Scale of Physical Utility Spend: The total direct state and local expenditure for the “Water Supply” and “Sewerage” functional categories is ~$144.6B annually (Source: U.S. Census Bureau Annual Survey of State and Local Government Finances, 2020 Data).
Reconciled TAM Summary
Based exclusively on the summation of Schedule A (External Market) and Schedule B (Internal Burden), the core TAM for administrative environmental compliance software is:
| Component | Low Bound | Base Case | High Bound |
|---|---|---|---|
| Outsourced Spend (Sch. A) | ~$6.0B | ~$6.8B | ~$7.6B |
| Internal Burden (Sch. B) | ~$9.3B | ~$10.1B | ~$10.7B† |
| Total Addressable Market | ~$15.3B | ~$16.9B | ~$18.3B† |
† High bound subject to upward revision pending procurement of the OIRA Information Collection Budget aggregate; see Open Items.
Open Items / Data Gaps
OIRA Information Collection Budget Aggregate: Schedule B-1 currently relies on a ~$2.6B floor derived from a sample of six rules. Action Plan: Procure the most recent annual Information Collection Budget of the United States Government PDF from the White House/OIRA website to extract the definitive top-line EPA aggregate burden hours. This will replace the six-ICR sum as the Schedule B-1 High Bound.
Verdantix Regional Split: Schedule A-2 utilizes a management estimate for the North American EHS software share. Action Plan: Procure the full paid Verdantix report (beyond the public executive summary) to substitute the published regional NA split.
CWNS 2024 Status: The Market Context section references the 2022 CWNS. Action Plan: Verify whether the EPA has formally published the final CWNS 2024 dataset to the federal registry and update the POTW headcount accordingly.
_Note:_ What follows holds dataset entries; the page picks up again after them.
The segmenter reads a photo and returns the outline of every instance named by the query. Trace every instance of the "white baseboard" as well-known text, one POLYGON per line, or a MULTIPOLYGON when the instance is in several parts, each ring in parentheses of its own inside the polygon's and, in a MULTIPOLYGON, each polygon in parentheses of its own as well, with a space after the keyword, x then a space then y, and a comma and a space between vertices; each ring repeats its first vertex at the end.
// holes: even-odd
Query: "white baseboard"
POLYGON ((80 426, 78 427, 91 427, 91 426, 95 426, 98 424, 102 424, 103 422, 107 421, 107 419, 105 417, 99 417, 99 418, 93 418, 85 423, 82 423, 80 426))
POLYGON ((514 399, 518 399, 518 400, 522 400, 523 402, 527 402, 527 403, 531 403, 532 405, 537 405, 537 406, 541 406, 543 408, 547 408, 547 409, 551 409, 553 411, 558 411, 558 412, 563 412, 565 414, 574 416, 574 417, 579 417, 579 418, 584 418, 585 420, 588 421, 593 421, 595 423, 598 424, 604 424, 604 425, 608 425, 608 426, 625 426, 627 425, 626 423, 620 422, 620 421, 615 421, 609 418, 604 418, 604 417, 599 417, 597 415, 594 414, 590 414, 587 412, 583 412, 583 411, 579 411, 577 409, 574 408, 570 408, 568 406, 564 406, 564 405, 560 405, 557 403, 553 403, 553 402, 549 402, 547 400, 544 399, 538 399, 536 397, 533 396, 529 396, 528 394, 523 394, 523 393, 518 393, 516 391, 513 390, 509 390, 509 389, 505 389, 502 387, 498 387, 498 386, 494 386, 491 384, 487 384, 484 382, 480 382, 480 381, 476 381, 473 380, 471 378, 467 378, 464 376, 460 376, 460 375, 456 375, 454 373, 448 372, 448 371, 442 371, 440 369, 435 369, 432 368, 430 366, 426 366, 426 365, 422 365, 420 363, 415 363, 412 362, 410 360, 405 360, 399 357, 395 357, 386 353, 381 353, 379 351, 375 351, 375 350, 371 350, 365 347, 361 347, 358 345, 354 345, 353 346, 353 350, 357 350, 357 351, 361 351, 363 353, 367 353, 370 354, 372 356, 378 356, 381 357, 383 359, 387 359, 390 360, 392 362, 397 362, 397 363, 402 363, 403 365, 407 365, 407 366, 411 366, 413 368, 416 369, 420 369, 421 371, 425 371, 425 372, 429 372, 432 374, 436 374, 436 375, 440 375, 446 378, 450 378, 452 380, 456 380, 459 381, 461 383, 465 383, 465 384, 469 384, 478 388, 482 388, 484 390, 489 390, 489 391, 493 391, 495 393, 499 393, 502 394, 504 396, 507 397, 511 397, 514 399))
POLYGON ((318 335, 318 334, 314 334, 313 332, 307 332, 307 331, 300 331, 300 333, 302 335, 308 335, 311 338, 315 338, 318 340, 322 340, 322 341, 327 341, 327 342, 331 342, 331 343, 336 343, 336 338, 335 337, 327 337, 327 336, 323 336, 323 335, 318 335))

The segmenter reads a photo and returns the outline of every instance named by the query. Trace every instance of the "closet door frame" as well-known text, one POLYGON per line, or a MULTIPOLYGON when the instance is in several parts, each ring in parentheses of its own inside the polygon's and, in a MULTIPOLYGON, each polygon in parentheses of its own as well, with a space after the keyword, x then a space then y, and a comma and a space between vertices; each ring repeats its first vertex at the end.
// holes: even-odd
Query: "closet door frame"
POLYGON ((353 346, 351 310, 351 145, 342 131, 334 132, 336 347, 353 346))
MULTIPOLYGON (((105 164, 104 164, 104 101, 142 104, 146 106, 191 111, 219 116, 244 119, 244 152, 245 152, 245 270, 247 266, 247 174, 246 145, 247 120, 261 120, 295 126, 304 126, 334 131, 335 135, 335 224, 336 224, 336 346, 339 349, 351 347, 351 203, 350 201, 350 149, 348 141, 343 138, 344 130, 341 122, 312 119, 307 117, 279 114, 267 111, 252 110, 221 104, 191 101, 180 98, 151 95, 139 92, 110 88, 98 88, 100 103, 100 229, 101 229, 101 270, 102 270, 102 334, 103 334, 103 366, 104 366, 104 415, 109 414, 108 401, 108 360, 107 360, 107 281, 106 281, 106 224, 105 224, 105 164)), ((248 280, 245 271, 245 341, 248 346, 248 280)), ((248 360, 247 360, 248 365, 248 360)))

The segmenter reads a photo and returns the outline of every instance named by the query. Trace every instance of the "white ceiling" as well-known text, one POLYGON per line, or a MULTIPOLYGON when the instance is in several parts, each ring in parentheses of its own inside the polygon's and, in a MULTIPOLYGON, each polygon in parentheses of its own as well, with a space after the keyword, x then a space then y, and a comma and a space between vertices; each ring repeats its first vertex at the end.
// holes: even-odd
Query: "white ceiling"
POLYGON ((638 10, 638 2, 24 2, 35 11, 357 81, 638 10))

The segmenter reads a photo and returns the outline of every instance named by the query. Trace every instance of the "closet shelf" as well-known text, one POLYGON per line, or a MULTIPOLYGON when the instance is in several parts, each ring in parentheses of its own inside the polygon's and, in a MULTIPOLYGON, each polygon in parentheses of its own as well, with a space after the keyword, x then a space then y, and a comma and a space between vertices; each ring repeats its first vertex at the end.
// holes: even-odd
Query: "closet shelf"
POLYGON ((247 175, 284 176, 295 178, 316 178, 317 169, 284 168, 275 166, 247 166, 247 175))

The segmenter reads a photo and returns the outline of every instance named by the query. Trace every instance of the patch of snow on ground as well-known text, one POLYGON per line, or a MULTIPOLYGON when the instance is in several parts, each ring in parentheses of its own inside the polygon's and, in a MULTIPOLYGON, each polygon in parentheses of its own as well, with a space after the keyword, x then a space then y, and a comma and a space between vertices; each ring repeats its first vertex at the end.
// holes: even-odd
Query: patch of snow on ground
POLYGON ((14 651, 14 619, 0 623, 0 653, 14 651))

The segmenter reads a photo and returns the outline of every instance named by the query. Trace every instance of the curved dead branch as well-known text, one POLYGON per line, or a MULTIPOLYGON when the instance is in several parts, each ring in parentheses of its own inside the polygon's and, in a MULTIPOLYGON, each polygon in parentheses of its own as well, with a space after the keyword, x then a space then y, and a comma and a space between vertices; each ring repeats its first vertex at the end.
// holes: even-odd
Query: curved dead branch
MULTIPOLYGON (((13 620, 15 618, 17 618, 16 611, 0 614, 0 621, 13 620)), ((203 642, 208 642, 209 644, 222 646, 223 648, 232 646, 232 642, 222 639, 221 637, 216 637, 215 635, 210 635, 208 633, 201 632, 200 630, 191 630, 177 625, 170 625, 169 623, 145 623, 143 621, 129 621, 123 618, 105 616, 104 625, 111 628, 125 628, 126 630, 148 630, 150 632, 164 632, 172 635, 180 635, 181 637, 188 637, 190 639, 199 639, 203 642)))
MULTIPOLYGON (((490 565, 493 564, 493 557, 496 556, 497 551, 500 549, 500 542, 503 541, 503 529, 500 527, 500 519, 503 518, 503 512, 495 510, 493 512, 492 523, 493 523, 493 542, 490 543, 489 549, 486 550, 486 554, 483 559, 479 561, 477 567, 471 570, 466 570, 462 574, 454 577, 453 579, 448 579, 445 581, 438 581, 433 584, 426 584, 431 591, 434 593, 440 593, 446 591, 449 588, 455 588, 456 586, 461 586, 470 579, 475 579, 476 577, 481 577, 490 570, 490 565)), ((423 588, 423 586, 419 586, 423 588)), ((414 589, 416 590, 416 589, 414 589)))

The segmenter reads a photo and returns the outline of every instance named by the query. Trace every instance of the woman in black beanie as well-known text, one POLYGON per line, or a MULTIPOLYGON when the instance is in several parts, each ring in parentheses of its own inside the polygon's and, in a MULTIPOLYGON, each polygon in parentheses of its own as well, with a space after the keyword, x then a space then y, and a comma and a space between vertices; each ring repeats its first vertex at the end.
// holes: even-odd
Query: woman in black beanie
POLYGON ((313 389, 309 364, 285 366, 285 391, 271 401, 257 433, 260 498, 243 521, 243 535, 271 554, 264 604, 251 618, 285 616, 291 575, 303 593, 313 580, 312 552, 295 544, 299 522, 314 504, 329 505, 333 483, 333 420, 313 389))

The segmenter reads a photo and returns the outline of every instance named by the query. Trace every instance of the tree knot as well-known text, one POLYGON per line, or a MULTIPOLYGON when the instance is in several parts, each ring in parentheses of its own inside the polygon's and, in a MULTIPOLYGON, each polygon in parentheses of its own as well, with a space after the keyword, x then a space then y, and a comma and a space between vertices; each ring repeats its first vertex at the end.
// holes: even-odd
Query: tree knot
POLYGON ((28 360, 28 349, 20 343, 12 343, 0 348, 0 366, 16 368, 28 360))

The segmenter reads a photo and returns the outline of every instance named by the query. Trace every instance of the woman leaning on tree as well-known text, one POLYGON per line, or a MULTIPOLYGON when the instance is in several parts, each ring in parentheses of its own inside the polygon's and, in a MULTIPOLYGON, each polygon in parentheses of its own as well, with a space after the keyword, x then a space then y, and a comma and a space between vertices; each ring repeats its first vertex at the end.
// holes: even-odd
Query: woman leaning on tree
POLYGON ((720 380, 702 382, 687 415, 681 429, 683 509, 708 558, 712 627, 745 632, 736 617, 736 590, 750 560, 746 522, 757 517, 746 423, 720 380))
Statement of Methodology and Limitations
This appendix represents management’s good-faith Total Addressable Market analysis based on publicly available data sources, published industry research, and internally documented customer interviews. Material judgments — including allocation ratios applied to baseline market data — are explicitly disclosed in the Basis of Estimate and in each schedule. Sensitivity ranges accompany each management estimate. Known data gaps and procurement actions to close them are listed in the Open Items section.
This document is a management work product prepared for investor diligence and is not an independent third-party assessment. Readers are encouraged to validate underlying primary sources directly.